Here’s the bad news: the local newspaper industry doesn’t do that any more. In 2016, weekly local papers lost 11.2 per cent in print circulation, while regional dailies fell by 12.5 per cent — a trend that has gone on for 20 years. Many have merged with neighbours or slashed reporters, paying the price for being hopelessly slow to anticipate the digital news revolution. Keith Perch, former Leicester Mercury editor, suggests that some newspapers have lost 80 per cent of staff in the past 10 years.
This new lack of local scrutiny matters for communities all over Britain, including British Jewry, and here’s why.
Imagine if residents of Grenfell Tower had had at their disposal a powerful local organ with which to interrogate Kensington and Chelsea council about their safety worries. We know the residents’ association alerted the council and blogged about their concerns extensively, but no one was around to notice, and no journalists were attending council meetings.
For Jewish community groups, meanwhile, papers like the Jewish Chronicle are a critical force for exactly the same reason: after all, if the Jews have no one to stand up for them, or scrutinise our community leaders, then who will? The JC’s pioneering investigation into Labour’s cover-up on antisemitism at Oxford University illustrates this perfectly.
So what, then, is the solution? The National Union of Journalists has called for subsidies for the regional press. A precedent already exists in France, where the media receives more than €1 billion a year. Opponents retort that the industry’s failure to keep up with the modern world is its own fault and the market-place should dictate which news organs survive.

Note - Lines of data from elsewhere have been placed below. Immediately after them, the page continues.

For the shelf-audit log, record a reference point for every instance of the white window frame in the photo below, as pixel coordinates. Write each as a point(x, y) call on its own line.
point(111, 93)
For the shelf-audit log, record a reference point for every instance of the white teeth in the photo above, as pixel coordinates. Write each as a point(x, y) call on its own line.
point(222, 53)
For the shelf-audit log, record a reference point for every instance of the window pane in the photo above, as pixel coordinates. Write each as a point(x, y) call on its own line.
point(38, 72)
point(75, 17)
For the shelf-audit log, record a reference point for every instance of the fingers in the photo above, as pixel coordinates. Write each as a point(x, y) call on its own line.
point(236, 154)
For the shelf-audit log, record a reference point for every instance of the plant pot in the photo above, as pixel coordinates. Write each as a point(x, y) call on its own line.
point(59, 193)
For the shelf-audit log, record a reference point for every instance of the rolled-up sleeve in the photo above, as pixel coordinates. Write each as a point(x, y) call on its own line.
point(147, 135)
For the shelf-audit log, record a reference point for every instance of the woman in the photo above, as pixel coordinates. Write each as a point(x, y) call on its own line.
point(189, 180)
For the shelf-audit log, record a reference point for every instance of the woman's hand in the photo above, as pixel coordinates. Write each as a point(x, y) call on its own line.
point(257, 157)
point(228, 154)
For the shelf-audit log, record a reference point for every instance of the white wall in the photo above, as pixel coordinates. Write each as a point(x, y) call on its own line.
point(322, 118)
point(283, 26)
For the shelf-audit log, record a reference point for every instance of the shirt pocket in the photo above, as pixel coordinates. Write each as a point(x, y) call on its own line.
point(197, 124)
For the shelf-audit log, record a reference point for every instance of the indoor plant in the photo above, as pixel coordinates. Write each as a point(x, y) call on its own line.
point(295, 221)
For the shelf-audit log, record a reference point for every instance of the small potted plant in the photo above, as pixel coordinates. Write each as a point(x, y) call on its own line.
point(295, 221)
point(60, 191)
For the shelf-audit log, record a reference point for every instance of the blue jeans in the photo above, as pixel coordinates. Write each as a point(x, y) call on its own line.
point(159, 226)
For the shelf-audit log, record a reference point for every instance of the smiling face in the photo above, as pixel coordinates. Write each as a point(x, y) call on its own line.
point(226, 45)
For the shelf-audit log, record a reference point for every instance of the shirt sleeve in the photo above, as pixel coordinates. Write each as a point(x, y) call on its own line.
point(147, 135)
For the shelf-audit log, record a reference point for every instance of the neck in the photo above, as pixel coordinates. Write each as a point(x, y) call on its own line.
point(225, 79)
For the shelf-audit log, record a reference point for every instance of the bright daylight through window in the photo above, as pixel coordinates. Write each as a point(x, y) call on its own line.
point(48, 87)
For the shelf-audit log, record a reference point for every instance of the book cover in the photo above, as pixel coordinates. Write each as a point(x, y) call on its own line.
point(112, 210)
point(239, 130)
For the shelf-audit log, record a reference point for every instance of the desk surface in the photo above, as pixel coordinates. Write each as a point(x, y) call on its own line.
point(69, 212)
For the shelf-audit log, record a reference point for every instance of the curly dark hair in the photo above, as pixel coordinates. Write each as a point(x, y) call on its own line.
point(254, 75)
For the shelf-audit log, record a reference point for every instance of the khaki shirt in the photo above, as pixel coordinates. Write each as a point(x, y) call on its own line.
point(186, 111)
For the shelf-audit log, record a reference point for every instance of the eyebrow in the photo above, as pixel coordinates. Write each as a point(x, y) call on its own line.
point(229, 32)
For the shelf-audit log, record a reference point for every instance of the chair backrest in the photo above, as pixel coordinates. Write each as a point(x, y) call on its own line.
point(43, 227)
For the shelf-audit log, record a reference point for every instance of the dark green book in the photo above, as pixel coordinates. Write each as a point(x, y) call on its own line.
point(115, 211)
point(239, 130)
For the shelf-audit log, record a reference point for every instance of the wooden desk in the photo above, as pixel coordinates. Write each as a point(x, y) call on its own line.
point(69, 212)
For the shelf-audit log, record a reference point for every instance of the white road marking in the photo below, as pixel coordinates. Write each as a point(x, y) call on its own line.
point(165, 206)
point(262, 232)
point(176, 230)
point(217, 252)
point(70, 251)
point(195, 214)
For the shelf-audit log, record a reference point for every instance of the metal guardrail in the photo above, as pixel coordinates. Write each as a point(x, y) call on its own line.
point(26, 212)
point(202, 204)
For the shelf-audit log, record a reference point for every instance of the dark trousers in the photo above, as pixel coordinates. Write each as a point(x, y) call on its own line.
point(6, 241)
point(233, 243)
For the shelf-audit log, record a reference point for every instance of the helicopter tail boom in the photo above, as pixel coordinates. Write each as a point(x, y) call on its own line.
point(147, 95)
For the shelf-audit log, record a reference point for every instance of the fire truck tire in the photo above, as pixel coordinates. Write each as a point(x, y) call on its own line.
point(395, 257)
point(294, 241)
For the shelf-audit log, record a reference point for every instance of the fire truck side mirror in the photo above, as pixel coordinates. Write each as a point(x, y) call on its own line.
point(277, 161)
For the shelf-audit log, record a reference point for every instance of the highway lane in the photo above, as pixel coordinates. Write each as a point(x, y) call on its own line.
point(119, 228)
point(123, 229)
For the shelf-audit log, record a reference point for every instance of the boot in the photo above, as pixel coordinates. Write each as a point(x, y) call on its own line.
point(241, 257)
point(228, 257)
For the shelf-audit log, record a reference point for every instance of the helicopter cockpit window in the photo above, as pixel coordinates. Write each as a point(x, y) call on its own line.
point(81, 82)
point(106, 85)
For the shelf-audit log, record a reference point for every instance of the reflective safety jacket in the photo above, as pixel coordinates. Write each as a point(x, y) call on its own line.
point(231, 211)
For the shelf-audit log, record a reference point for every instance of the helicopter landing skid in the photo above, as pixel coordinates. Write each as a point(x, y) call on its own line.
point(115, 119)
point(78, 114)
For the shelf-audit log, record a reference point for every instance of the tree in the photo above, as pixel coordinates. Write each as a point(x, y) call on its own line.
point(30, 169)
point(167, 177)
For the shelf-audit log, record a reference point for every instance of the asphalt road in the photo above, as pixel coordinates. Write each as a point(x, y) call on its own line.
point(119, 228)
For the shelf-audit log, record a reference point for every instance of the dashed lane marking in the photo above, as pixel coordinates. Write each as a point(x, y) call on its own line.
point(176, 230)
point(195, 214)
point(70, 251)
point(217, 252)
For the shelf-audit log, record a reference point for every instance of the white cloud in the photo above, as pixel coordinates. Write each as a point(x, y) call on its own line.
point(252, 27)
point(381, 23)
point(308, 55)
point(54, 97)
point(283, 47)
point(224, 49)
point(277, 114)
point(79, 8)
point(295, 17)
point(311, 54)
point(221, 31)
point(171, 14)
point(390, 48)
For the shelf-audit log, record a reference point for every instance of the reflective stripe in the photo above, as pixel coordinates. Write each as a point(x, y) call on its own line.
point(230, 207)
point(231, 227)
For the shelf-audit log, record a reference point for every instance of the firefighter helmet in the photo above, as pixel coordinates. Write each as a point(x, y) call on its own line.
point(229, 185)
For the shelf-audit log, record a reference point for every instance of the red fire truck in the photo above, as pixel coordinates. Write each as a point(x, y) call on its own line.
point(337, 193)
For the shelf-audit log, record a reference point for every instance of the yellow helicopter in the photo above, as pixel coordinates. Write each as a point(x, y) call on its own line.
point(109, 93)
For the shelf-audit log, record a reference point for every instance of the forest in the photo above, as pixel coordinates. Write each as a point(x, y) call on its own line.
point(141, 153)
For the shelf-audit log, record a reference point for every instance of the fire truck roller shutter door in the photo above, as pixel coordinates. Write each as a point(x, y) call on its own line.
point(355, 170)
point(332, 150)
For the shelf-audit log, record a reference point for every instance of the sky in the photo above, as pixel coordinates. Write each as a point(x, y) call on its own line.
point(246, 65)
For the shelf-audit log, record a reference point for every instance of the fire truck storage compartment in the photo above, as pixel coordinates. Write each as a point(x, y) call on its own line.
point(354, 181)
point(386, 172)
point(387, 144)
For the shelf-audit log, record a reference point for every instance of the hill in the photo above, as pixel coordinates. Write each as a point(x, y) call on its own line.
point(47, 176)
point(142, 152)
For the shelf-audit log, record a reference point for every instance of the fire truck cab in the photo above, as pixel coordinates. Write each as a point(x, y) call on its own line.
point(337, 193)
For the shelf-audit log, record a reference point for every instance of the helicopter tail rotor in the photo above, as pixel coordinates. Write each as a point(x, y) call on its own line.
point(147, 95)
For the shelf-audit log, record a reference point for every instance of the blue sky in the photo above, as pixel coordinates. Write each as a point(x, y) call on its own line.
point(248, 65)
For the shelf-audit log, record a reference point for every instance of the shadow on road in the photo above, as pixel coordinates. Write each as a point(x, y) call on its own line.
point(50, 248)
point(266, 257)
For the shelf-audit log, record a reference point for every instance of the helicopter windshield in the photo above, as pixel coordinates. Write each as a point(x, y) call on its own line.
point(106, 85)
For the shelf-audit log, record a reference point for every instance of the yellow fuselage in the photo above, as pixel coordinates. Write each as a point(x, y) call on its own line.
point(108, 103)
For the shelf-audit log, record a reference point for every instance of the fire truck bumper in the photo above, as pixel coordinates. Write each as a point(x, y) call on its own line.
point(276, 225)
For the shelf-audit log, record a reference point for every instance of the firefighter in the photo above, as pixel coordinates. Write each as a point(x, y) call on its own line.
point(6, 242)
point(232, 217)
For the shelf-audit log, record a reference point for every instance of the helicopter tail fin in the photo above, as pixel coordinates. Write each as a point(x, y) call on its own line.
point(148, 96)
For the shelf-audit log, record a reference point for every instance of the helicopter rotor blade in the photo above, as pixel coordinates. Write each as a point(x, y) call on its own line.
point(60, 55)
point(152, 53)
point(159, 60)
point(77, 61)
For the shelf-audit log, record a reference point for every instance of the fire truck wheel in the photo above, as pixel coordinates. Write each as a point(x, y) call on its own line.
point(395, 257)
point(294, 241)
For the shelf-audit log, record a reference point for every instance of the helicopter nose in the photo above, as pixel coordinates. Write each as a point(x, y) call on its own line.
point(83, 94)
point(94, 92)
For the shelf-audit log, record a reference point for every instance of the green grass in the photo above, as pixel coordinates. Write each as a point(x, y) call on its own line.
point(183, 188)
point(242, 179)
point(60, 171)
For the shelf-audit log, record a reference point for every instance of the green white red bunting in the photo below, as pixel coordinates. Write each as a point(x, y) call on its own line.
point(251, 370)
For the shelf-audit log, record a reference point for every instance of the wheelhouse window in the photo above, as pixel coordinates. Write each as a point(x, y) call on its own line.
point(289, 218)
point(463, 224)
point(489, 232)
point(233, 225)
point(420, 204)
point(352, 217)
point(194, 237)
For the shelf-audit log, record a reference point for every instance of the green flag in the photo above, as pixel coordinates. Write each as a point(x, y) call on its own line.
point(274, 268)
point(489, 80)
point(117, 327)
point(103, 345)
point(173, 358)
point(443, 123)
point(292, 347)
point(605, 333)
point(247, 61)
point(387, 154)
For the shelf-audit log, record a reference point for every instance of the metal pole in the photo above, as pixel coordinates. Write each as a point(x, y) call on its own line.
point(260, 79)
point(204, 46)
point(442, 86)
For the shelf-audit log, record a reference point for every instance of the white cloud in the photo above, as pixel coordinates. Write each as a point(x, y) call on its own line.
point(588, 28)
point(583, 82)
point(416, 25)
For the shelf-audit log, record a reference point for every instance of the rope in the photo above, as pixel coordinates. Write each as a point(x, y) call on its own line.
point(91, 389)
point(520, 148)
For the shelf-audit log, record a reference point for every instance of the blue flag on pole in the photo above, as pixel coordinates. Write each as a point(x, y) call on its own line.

There might just, however, be a fairer and more radical option worthy of consideration: in a report last year, think-tank ResPublica suggested that new media platforms, like Google and Facebook (accused recently over giving airtime to fake news), ought to pay a one per cent levy from their revenue into a pot to fund local and investigative journalism. This sum would represent a drop in the ocean for both companies, which generate billions annually from — among other things — displaying the stories of other news organisations.
British Jews would benefit from such a plan, too: for years, we have been victims of fake news and conspiracies published online — a digital manifestation of what we have endured for centuries.
A “new media levy” like this could breathe new life into the half-dead forces of properly sourced journalism and strike a blow against the disreputable blogs which poison people’s minds. It could provide a desperately needed victory for truth in these uncertain political times.
David Byers is assistant editor (property and personal finance) at The Times.